For an 8 year old he is on Fire this year, 
We Both get torn up and worn out pretty bad in the cattails, and need a few days off to heal up and recover between hunts Aspirin for me and antibiotics and aspirin for Rogue,
My wife and most of the crew are in Disneyland right now, But this morning I was in the happiest place on earth. Just Rogue and myself doing what we both love to do.

Just Ramblings from an old guy who is **** proud of this Springer


----------



## Papa Moses (Sep 27, 2018)

Awesome story. Congrats on the success!


----------



## Wire (Nov 2, 2017)

Great write up. Congrats on the birds, nothing beats chasing wild roosters.


----------



## one4fishing (Jul 2, 2015)

Nice. My Disneyland is on The Wasatch with an elk tag in my pocket. So I understand the expression.


----------



## johnrr65 (Nov 7, 2019)

Looks great!


----------



## DallanC (Jan 13, 2009)

Great write up, and I fully agree!

Congrats on having a dog that can catch birds too. I had one like that, loved that dog. A beautiful Irish Setter. Mentioned it here on the forum a couple times that he'd catch them and people skeptically said "no way, pheasants are too fast". LOL.
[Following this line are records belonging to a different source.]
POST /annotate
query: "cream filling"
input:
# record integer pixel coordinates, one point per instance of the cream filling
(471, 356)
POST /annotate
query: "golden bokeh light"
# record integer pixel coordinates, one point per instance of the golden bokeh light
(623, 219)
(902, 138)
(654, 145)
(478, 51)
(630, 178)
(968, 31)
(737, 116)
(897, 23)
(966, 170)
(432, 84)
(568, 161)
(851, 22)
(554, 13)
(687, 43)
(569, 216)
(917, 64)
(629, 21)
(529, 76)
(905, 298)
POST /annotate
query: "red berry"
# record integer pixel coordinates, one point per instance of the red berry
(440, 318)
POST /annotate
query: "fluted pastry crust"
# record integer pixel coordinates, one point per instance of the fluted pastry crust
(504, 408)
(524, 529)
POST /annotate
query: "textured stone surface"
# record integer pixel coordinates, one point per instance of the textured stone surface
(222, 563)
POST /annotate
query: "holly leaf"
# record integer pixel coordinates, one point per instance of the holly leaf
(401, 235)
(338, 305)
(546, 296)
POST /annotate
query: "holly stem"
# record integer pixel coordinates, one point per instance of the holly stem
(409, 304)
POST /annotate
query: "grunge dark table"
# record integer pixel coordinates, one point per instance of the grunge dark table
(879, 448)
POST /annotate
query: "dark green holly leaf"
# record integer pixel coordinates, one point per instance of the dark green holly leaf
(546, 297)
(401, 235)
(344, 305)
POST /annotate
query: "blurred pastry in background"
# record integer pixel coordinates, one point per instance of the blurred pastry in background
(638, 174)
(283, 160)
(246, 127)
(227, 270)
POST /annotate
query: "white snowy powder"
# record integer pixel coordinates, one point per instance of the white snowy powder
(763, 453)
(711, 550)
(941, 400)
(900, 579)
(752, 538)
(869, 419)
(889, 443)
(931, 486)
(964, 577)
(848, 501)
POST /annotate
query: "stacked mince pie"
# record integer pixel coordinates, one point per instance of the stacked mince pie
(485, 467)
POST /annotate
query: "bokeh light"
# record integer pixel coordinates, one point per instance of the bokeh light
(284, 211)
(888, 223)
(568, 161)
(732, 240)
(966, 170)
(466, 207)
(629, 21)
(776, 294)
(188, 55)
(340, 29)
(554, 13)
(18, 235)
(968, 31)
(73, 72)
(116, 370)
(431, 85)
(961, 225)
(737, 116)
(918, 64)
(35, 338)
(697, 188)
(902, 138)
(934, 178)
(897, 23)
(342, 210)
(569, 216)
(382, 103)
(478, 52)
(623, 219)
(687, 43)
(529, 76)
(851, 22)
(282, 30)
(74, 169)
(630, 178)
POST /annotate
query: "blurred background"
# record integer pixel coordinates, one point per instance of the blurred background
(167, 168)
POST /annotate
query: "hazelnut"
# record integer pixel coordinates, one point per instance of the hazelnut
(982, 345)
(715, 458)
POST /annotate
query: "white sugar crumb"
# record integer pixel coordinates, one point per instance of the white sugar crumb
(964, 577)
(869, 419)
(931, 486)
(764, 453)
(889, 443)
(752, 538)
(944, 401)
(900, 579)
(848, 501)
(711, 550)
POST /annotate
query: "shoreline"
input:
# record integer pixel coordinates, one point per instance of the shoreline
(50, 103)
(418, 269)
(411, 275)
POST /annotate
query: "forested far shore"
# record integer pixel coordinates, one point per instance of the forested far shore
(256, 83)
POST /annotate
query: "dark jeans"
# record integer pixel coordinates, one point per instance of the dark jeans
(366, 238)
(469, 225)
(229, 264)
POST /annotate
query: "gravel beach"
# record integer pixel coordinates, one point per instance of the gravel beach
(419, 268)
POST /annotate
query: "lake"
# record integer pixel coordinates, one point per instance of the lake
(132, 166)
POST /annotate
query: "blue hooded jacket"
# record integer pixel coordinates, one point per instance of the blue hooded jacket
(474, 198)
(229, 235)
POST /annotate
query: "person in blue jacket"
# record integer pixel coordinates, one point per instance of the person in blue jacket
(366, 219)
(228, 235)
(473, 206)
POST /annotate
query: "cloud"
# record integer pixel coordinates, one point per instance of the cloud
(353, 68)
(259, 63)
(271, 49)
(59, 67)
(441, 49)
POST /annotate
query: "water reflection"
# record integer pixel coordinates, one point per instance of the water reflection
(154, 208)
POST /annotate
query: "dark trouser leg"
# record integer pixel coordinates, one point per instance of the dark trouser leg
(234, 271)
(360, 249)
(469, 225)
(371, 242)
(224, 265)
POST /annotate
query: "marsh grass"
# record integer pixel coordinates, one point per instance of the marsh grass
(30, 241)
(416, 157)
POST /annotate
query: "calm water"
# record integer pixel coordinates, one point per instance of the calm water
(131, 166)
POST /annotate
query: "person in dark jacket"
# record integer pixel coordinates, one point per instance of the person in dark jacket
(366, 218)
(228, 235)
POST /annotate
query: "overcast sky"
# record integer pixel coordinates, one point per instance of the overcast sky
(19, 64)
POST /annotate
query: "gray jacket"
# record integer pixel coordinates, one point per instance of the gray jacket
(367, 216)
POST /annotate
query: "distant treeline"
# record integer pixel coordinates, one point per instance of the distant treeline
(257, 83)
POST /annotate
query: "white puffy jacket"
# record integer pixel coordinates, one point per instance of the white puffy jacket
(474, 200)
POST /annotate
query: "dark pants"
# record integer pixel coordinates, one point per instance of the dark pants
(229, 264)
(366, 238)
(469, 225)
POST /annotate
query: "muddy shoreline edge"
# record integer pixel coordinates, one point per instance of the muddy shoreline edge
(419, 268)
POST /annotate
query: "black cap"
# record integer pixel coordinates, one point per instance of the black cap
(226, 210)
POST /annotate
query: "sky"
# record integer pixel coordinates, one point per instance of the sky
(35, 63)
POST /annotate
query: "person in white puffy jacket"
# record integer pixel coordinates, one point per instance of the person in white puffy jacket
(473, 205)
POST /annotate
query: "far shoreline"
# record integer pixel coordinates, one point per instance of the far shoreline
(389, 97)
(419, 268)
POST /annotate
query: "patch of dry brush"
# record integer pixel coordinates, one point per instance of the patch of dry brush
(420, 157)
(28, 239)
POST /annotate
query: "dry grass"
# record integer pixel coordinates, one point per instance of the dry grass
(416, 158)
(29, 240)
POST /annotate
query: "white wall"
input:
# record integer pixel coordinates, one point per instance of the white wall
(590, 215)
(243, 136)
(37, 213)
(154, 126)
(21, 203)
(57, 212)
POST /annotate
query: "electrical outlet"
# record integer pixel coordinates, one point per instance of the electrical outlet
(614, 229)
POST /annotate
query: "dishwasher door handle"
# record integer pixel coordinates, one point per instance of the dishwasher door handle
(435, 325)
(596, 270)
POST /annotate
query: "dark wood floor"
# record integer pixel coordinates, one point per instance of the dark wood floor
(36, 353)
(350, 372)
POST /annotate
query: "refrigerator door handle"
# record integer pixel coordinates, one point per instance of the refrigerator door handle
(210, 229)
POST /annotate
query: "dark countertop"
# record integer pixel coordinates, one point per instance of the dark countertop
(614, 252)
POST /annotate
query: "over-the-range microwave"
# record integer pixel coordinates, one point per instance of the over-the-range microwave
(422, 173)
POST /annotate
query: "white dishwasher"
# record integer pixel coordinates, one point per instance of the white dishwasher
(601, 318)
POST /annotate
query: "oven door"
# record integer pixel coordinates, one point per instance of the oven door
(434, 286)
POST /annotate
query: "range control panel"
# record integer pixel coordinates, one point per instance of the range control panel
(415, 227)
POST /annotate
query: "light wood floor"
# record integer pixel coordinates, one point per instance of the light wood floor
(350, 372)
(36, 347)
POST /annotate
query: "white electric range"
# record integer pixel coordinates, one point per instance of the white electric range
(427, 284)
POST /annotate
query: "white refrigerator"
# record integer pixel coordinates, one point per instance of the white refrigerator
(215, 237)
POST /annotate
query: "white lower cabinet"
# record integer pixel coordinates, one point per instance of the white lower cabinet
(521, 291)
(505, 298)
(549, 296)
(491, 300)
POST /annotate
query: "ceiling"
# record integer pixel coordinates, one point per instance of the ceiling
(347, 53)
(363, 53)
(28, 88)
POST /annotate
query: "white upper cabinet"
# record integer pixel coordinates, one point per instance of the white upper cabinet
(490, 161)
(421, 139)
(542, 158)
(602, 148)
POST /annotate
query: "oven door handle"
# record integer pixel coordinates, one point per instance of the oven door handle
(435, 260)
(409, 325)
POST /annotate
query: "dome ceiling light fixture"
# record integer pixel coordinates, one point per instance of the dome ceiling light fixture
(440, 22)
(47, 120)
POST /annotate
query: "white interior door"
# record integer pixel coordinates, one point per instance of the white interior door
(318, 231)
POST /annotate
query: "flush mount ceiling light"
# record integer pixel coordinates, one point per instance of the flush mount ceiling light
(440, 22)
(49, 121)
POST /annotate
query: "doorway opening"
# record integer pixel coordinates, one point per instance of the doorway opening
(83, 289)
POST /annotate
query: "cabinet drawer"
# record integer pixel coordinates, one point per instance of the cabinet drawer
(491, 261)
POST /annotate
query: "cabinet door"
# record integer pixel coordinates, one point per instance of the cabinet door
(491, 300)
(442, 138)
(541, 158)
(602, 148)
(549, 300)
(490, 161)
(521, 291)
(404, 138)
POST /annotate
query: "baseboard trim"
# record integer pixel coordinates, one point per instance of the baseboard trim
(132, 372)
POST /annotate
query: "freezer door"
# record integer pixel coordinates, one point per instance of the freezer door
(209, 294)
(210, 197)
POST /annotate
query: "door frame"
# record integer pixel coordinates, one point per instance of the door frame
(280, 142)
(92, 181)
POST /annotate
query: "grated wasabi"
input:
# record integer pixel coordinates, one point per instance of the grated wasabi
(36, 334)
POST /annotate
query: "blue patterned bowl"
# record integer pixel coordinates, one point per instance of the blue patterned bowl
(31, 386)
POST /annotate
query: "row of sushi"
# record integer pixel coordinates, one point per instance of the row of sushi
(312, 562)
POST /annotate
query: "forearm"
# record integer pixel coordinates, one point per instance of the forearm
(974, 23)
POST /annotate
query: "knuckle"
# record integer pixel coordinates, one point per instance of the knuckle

My dog learned to jump forward when told to flush, low to the ground with his fore-arms extended and kindof push / bend the grass over in front of him making a net of sorts pinning the bird. It was remarkable to watch, and he got good at it.

If my dog was on point sometimes I'd play with him and walk past like I didnt see him. He'd be staring at the bird then out of the corner of his eye see me walk past... then he'd start looking back and forth frantically at the bird and back to me, back to the bird. After a bit he'd figure "that guys dumb" and just try to catch it and bring it to me.

Ah, those were good times.


-DallanC


----------



## CPAjeff (Dec 20, 2014)

Congrats on the success! In my opinion, the Rooster Pheasant is the King of Gamebirds!


----------



## Papa Moses (Sep 27, 2018)

CPAjeff said:


> Congrats on the success! In my opinion, the Rooster Pheasant is the King of Gamebirds!


Amen!


----------



## Gordon (Sep 11, 2007)

A wild rooster in Utah is a true trophy these days.
I hunt some thick cattail patches and that is where you separate the men from the boys


----------